Avec l’augmentation des prix, notamment de l’énergie, et la non-revalorisation des indemnités kilométriques et des actes médicaux, le quotidien est difficile pour une profession pourtant mise en avant pendant la pandémie, celle d’infirmière libérale.
À 38 ans, Mallory Leyle est infirmière libérale à Blanquefort (Gironde). Elle exerce dans trois communes de l’agglomération bordelaise. Chaque jour, elle prend soin de 30 à 50 patients et parcours des centaines de kilomètres. "Entre 150 et 200, ça dépend le nombre de patients non suivi au long court qu’on a par jour. Ça dépend de la demande en fait. Le matin on ne sait jamais vraiment combien on fera car on a des appels sur la journée", explique-t-elle.
La hausse des prix des carburants a été un coup de massue pour cette professionnelle. Son plein est passé de 55 à 80 euros. Et de leur côté, les indemnités kilométriques, n’ont pas été revalorisées depuis 10 ans. C’est 2,50 euros le forfait déplacement en zone urbaine. Conséquence, Mallory craint de devoir renoncer à la prise en charge de certains patients.
Si on doit aller prendre en charge un diabétique avec des soins à peu près à 8 euros l’acte et qu’on doit faire à chaque fois 20 kilomètres, trois fois, non, on ne le fera pas.
Mallory LeyleInfirmière libérale
Des journées à rallonge
Les actes aussi n’ont pas augmenté depuis longtemps. Pourtant, ce sont les infirmières libérales qui assurent les soins lourds à domicile des patients en grande dépendance. "La prise en charge du maintien à domicile est une priorité nationale surtout avec le tollé des Ehpad et c’est 7,95 euros bruts la demi-heure. On compte un abattement de 40% de charges, ça fait beaucoup de demi-heure pour avoir un salaire décent à la fin du mois pour nourrir sa famille", déplore Mallory.

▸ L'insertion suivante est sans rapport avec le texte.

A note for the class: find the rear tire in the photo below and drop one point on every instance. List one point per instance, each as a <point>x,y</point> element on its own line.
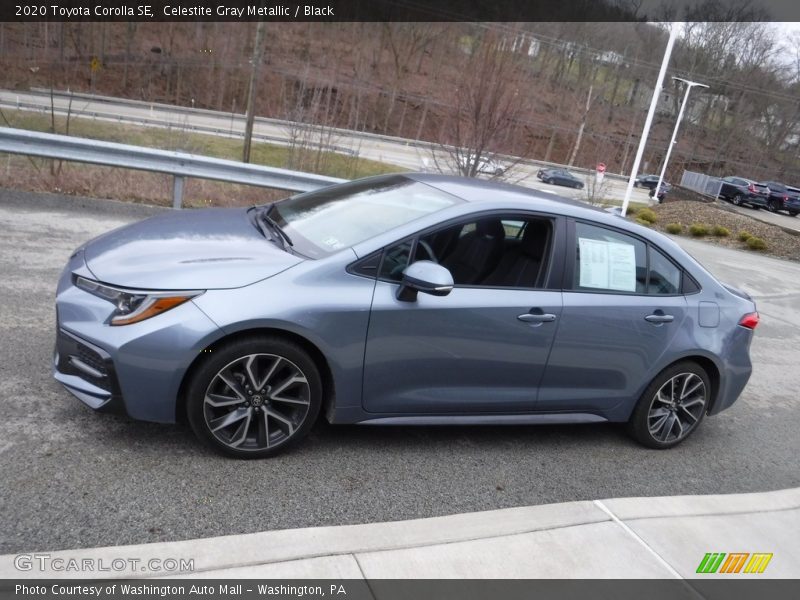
<point>254,397</point>
<point>671,407</point>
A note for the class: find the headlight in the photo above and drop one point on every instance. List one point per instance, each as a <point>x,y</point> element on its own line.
<point>135,305</point>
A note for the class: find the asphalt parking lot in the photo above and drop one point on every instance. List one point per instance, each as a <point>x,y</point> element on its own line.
<point>72,478</point>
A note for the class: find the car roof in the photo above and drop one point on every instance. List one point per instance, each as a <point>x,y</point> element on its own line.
<point>475,190</point>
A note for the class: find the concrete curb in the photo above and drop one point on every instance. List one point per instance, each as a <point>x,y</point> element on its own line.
<point>629,537</point>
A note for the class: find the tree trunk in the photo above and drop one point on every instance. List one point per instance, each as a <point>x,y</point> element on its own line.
<point>578,139</point>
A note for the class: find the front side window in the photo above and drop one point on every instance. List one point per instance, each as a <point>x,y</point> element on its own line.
<point>330,219</point>
<point>492,251</point>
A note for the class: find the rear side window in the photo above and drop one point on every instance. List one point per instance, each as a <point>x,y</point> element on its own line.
<point>614,262</point>
<point>665,277</point>
<point>607,260</point>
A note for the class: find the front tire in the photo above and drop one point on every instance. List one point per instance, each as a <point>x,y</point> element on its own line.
<point>671,407</point>
<point>254,397</point>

En plus de ses visites à domicile, l’infirmière reçoit également les patients dans son cabinet. Et la pandémie de covid-19 a augmenté sa charge de travail. Sa journée commence à 5h15 le matin et se termine vers 21 heures. Un rythme effréné que Mallory ne pense pas pouvoir poursuivre jusqu’à 67 ans, âge de son départ à la retraite à taux plein. "Cela me semble compliqué de tenir jusque-là. À un moment donné il va falloir réfléchir à une reconversion parce que ça ne va pas être possible, même nerveusement", avoue-t-elle.
Baisse du pouvoir d’achat
Malgré ses très longues journées de travail, Mallory est rémunéré 2000 euros net par mois en moyenne selon les actes effectués. Le cabinet et le matériel lui coûte environ 1500 euros par mois et ses charges personnelles (crédit maison, électricité, gaz, assurance, mutuelle) dépassent les 2000 euros sans la nourriture. Celle qui est aussi mère de trois enfants a bien sûr constaté une baise de son pouvoir d'achat : "C’est une diminution du niveau de vie qui s’est fait insidieusement, doucement. On s’est habitué à faire avec peu et on a même perdu l’idée de se dire "tiens on va faire un cinéma." En termes de loisirs, de qualité de nourriture, ça a considérablement diminué. Le coût de la vie a augmenté c’est clair. La viande c’est pour les enfants… Comme on s’est tous habitués à faire."
Je ne pars pas en vacances. On part chez ma mère ou chez des amis. Les sports d’hiver sont impossibles. Mes enfants n’ont jamais été au ski.
Mallory LeyleInfirmière libérale
Avec l’augmentation encore plus importante des prix de l’énergie ces derniers mois, Mallory à même pris d’autres habitudes pour faire des économies : "À la maison j’ai gaz et électricité donc là j’ai baissé d’un degré le radiateur. Avec le conflit (en Ukraine ndlr) ça va encore plus augmenter. La nourriture aussi."
À quelques semaines de la présidentielle, cette infirmière attend du prochain président qu'il rémunère à la hauteur du temps passé à soigner. "J’attends que les prises en charge soient mieux rémunérées pour les faire correctement et avoir des horaires de travail journalier qui soient plus en corrélation avec le salaire", espère-t-elle.